Moreover, the theory of antagonistic pleiotropy could also be invoked. This stipulates that certain genes have opposite effects on the probability of survival/reproduction according to the age considered. These effects would be positive at the beginning of life and negative thereafter. When the positive effect at the start is high, selection may retain this genetic variant, even if it causes fatal disease later.
For example, women with a mutation in the BRCA1 / 2 genes have a significantly higher risk of developing breast or ovarian cancer, but these mutations appear to be correlated with increased fertility.
Implications for treatment
Cancer, a real burden in human populations, is therefore above all, a phenomenon governed by evolutionary processes, from its origin in the history of life to its development in real-time in a sick person. Therefore, the traditional separation between oncology and evolutionary biology must be abolished, as it limits our understanding of the complexity of the processes that lead to the onset of disease.
This new perspective on cancer could prove useful in developing innovative therapeutic solutions that would limit the problems associated with currently available treatment strategies. These high-dose therapies, which aim to kill as many malignant cells as possible, often result in resistant cells’ proliferation. Conversely, adaptive therapy, deeply rooted in evolutionary biology, could constitute an alternative approach.
This strategy reduces the pressure associated with high-dose therapies to eliminate only some of the sensitive cancer cells. In doing so, the objective is to maintain a significant level of competition between sensitive cancer cells and resistant cancer cells to avoid or limit the unconstrained proliferation of resistant ones.
A problem that is not limited to humans
Until recently, oncology had very rarely borrowed concepts from evolutionary biology to improve understanding of malignant processes. Likewise, ecologists and evolutionary biologists have largely ignored the existence of these phenomena in their explorations of life.
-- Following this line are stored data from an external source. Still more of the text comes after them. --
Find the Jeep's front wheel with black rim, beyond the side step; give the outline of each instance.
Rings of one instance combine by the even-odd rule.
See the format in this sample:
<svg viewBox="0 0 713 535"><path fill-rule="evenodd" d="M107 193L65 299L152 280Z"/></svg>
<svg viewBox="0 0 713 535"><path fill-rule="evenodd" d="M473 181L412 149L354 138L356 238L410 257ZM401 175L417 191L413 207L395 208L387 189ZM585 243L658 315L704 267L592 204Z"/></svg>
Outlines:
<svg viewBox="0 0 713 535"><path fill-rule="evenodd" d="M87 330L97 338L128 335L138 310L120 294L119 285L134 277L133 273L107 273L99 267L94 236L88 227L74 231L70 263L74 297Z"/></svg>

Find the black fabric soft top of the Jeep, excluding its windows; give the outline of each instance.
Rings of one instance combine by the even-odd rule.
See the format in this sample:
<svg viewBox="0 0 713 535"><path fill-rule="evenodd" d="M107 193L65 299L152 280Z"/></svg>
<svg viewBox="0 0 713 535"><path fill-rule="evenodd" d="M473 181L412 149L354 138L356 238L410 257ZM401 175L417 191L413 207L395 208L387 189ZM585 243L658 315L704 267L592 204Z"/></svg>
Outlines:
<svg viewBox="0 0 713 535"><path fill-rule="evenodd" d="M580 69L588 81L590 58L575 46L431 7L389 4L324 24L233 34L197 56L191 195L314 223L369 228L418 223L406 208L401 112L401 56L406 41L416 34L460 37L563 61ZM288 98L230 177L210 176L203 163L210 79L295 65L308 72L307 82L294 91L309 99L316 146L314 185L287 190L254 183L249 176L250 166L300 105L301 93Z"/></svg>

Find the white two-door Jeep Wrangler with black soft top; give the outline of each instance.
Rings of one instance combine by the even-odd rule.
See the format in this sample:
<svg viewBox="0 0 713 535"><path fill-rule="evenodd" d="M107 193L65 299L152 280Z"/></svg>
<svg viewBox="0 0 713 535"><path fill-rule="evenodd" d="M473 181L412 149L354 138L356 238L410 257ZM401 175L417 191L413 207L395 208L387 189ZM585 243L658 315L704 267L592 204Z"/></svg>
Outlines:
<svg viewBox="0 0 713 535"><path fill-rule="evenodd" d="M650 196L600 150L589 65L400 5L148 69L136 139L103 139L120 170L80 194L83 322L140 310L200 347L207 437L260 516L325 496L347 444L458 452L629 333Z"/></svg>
But things are changing, and the consideration of cancer, or rather oncogenic processes as a whole, within wildlife is generating growing interest within the community of environmentalists and evolutionary biologists.
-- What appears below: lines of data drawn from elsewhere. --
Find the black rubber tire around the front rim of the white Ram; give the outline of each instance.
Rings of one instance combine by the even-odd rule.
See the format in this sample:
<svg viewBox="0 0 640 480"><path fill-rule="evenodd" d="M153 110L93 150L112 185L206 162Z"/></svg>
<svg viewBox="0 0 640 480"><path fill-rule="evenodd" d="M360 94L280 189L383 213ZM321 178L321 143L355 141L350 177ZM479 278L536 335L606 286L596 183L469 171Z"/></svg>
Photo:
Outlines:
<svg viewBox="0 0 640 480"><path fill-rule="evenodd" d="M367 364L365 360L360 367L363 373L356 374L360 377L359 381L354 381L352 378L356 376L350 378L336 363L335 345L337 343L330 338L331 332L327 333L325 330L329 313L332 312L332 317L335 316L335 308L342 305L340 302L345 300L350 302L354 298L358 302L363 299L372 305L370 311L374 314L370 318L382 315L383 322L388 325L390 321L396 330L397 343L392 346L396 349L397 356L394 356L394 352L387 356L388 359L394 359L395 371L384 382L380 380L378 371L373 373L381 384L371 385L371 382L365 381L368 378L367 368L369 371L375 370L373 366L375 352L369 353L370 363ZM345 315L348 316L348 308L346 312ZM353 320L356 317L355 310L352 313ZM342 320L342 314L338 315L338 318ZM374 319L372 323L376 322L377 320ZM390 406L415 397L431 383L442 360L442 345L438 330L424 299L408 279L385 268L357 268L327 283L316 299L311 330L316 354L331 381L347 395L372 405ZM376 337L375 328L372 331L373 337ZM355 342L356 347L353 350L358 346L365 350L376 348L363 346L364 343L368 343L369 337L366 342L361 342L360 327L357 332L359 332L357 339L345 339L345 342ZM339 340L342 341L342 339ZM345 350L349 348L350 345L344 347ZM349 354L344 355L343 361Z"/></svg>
It is now clear that cancer is both a relevant biological model for studying the evolution of living organisms and an important biological phenomenon for understanding several facets of the ecology of animal species and their consequences on animals’ functioning. Ecosystems.
Even if they do not always progress to invasive/metastatic forms, tumor processes are ubiquitous in metazoa, and theoretical work suggests that they probably influence fundamental variables in ecology, such as the history traits of life, competitive skills, vulnerability to parasites, and predators, or the ability to disperse. These effects come from the pathological consequences of tumors and the costs linked to the defense mechanisms’ functioning in the hosts.
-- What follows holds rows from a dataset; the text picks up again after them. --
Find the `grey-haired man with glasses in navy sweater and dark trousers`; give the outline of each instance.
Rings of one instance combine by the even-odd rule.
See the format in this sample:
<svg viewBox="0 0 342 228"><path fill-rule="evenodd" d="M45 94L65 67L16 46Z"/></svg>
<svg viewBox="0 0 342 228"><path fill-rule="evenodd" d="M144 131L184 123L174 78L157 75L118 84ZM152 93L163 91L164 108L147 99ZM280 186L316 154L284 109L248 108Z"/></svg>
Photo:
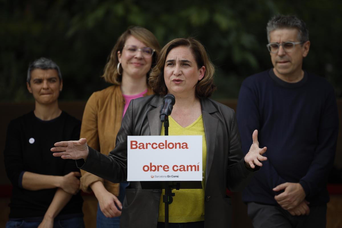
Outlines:
<svg viewBox="0 0 342 228"><path fill-rule="evenodd" d="M263 168L242 200L253 226L325 227L338 112L332 86L302 69L310 48L305 23L279 15L267 23L273 68L248 77L241 86L237 120L242 150L259 131L267 147Z"/></svg>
Understanding the ecological and evolutionary consequences of host-tumor interactions has thus become, in recent years, a key research theme in ecology and evolutionary biology.
These scientific questions are all the more legitimate since almost all of the planet’s ecosystems, particularly aquatic environments, are now polluted by anthropogenic origin substances, often mutagenic. Therefore, it is essential to understand better host-tumor interactions and their cascading effects in communities to predict and anticipate the consequences of human activities on ecosystems’ functioning and the maintenance of biodiversity.